I have a wireless raleigh computer, which came with basic instructions on how to set it up, none on how to actually work it. However, I have lost those original instructions anyway, and am about to get a new bike.

I have tried emailing Raleigh, but so far have had no reply.

When calibrating the computer I need to put in a four digit figure (maybe the diameter or something) so it can work out what my mileage is. My new bike is a Trek 7.3 WSD 17 inch frame. Does anyone know what figure I need to put in here?

Also, can any give me an idiot guide to how to start it each time I go out, and how to use it?

This is the computer I have .... http://raleigh.co.uk/p_details.aspx?id=1440

Thanks in advance

Mitchy


----------



## HLaB (3 Aug 2010)

2155mm

From google the trek 7.3 has 700x32mm tyres and all the computer I've had (including my raleigh) have asked for the circumference in mm (type F in Sheldon's table).

With my Raleigh there isn't much to it, when you place it in the mount its got a small button on the back which is automatically triggered.

My Cateye is either auto (what I've got it set to) or manual. Auto means that it automatically starts and stops when the wheel moves.
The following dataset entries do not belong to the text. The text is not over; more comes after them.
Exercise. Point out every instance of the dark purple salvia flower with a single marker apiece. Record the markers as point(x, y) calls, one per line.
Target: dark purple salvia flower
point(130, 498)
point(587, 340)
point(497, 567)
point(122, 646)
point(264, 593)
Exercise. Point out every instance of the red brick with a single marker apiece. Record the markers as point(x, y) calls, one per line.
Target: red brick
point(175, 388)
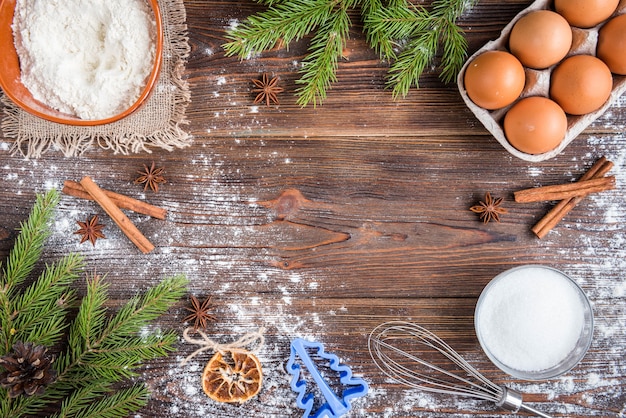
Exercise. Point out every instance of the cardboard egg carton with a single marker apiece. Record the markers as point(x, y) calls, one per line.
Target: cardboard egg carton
point(584, 41)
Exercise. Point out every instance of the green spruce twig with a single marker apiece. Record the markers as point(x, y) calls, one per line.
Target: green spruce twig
point(408, 35)
point(100, 349)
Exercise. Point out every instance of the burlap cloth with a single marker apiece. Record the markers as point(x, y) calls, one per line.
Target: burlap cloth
point(155, 124)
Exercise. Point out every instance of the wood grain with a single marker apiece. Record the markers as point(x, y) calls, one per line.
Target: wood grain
point(322, 222)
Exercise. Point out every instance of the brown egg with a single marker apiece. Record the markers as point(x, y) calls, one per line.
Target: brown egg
point(535, 125)
point(612, 44)
point(585, 13)
point(581, 84)
point(494, 79)
point(540, 39)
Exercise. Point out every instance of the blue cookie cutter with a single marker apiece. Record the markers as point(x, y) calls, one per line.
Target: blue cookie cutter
point(334, 406)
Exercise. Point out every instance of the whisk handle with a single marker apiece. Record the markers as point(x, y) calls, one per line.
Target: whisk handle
point(533, 411)
point(512, 401)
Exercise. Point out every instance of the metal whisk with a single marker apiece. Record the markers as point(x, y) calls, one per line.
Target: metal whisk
point(404, 366)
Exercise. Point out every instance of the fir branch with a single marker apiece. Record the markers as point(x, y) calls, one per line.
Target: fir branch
point(110, 349)
point(21, 261)
point(43, 305)
point(412, 62)
point(320, 67)
point(100, 351)
point(139, 311)
point(397, 29)
point(285, 22)
point(29, 244)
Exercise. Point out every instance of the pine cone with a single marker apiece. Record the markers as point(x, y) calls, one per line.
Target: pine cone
point(27, 370)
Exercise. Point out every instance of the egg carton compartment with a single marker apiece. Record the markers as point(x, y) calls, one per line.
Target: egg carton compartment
point(584, 41)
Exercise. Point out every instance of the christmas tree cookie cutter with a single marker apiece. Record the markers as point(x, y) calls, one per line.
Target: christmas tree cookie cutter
point(335, 405)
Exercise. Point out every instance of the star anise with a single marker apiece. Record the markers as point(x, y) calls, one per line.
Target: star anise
point(267, 90)
point(489, 209)
point(90, 230)
point(199, 313)
point(151, 177)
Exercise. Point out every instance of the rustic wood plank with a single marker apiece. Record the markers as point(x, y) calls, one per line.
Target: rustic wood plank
point(324, 222)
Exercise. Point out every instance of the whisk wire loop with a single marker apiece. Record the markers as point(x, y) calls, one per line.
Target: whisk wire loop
point(405, 366)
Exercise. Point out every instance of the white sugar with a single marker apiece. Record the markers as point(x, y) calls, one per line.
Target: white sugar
point(531, 319)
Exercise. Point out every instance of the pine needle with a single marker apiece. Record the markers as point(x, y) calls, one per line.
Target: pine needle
point(320, 67)
point(101, 349)
point(408, 35)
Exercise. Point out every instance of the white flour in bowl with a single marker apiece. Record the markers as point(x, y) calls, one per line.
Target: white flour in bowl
point(87, 58)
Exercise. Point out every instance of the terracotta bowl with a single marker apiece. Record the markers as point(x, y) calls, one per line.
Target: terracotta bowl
point(11, 83)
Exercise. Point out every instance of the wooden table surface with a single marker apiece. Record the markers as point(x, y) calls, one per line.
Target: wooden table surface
point(323, 222)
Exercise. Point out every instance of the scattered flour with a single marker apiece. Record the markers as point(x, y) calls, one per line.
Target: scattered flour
point(87, 58)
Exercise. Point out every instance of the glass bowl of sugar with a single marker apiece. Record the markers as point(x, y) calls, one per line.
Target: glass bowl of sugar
point(534, 322)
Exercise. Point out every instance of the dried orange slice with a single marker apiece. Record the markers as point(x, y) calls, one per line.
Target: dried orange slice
point(232, 377)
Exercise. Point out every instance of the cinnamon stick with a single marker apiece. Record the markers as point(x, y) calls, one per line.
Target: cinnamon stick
point(565, 191)
point(561, 209)
point(73, 188)
point(125, 224)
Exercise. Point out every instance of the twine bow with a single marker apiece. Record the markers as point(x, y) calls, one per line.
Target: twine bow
point(254, 339)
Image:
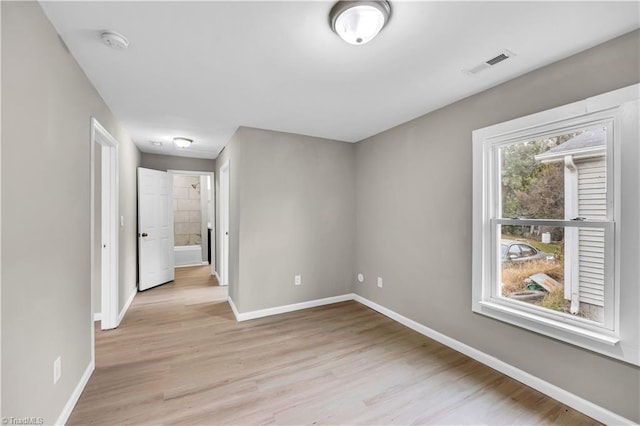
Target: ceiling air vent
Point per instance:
(506, 54)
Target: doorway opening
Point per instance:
(104, 225)
(224, 224)
(193, 215)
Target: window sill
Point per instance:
(549, 327)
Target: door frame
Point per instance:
(109, 235)
(225, 178)
(212, 208)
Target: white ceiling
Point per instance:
(201, 69)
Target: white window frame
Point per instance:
(617, 336)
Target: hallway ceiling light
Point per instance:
(182, 142)
(358, 22)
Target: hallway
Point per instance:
(179, 357)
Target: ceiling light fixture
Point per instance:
(182, 142)
(358, 22)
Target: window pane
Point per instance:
(560, 177)
(556, 268)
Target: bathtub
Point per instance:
(188, 255)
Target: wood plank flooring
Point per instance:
(179, 357)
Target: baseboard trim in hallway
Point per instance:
(574, 401)
(261, 313)
(75, 395)
(126, 306)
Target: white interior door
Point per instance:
(224, 224)
(109, 239)
(107, 258)
(155, 228)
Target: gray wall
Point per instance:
(170, 162)
(293, 213)
(414, 222)
(47, 103)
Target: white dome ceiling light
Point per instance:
(182, 142)
(114, 40)
(358, 22)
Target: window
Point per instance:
(548, 228)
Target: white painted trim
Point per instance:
(101, 138)
(288, 308)
(589, 408)
(620, 338)
(224, 229)
(192, 265)
(126, 306)
(233, 308)
(75, 395)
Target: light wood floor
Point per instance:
(179, 357)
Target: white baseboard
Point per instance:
(589, 408)
(125, 308)
(288, 308)
(75, 395)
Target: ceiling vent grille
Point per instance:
(503, 56)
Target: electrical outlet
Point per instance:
(57, 370)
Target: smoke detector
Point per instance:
(114, 40)
(502, 56)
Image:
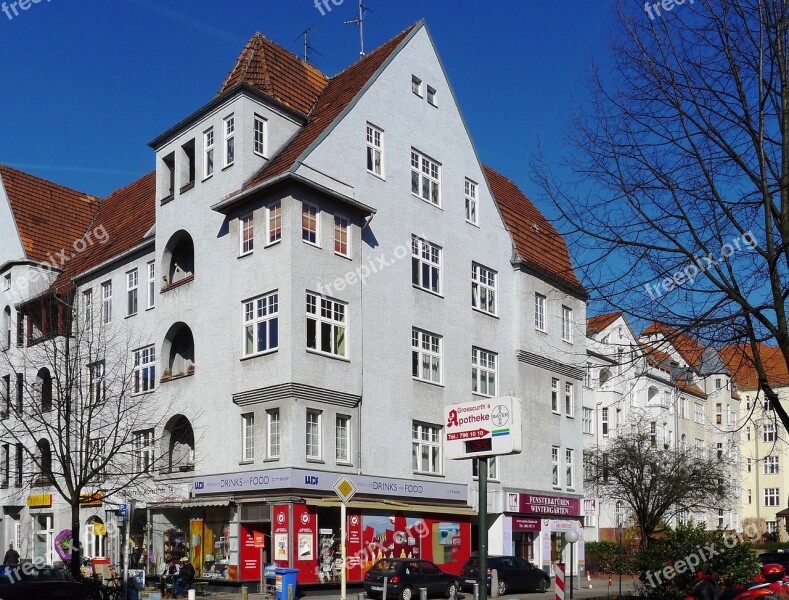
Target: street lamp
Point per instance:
(571, 537)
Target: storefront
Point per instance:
(298, 515)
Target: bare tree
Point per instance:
(654, 480)
(79, 411)
(677, 198)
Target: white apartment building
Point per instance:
(310, 275)
(682, 390)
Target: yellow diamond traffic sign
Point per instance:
(345, 489)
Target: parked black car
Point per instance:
(514, 574)
(406, 576)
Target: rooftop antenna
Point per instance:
(363, 8)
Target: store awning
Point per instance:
(392, 505)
Manual just means you just have to start and stop it manually by pushing a button.

Maybe somebody can give you specific info.


----------



## tyred (4 Aug 2010)

I have the wired Raleigh computer but I doubt it will differ much from a functionallity point of view. It will stop and start automatically. There are two buttons on on the front of mine, the right hand one changes the display mode (av speed, distance covered, max speed, time, etc) and if you put it on distance and hold in the right hand button for a few seconds, it will reset the distance covered and the average speed. It still holds the total distance covered under a seperate display.


----------



## Garz (4 Aug 2010)

The four digits are for the wheel circumference which usually have a small table to refer to on the instructions. You can measure this by a wheel revolution marking it with chalk (from valve as a reference point).


----------



## mcshroom (4 Aug 2010)

The number is the circumference and would be 2155 for 700x32c tyres

I had the same one before I decided I could adjust the front pickup (which I'd placed behind the fork!) while riding along - made a nice mess


----------



## Scotmitchy (4 Aug 2010)

Thanks guys.


----------